In 1895, O'Leary-Collins put on the play Cricket on the Hearth at Boston College hall for the benefit of the Home for Destitute Catholic Children; she was also a cast member. Later in the same year, with Prof. George W. Blish, she read she trial scene of Bardell vs. Pickwick at the All-Around-Dickens club.

In February 1896, in aid of the Home for Destitute Catholic Children and under the patronage of the Ladies' Aide Society, O'Leary-Collins staged the play, Rosedale. She appeared in Dr Deborah in 1898 at the Hollis Street Theater for the benefit of the same Home.

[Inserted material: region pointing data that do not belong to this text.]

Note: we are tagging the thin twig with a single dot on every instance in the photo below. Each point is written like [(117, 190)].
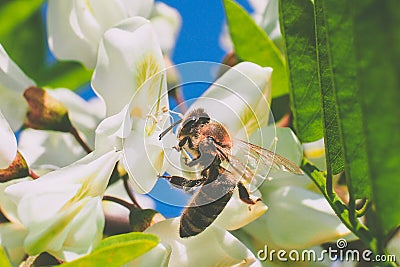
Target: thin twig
[(130, 192), (122, 202), (33, 174), (29, 261), (79, 139)]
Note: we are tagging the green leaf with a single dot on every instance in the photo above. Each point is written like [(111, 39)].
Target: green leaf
[(377, 39), (4, 262), (251, 43), (15, 12), (22, 34), (333, 147), (117, 250), (298, 32), (339, 24)]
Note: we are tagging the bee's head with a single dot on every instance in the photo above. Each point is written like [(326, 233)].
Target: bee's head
[(193, 120)]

By 1907, Collins had shifted her career to coaching elocution and dramatic action. She also directed The Shaughraun at Potter Hall in January 1908.

==Personal life==
On January 25, 1892, she married David Aloysius Collins (1862-1907), a prominent physician of Boston. They had six children: David, Miriam, William, Lucius, Frederick, and Leon.

Miriam O'Leary Collins died in Marblehead, Massachusetts, June 2, 1936, and was buried at Old Calvary Cemetery, West Roxbury.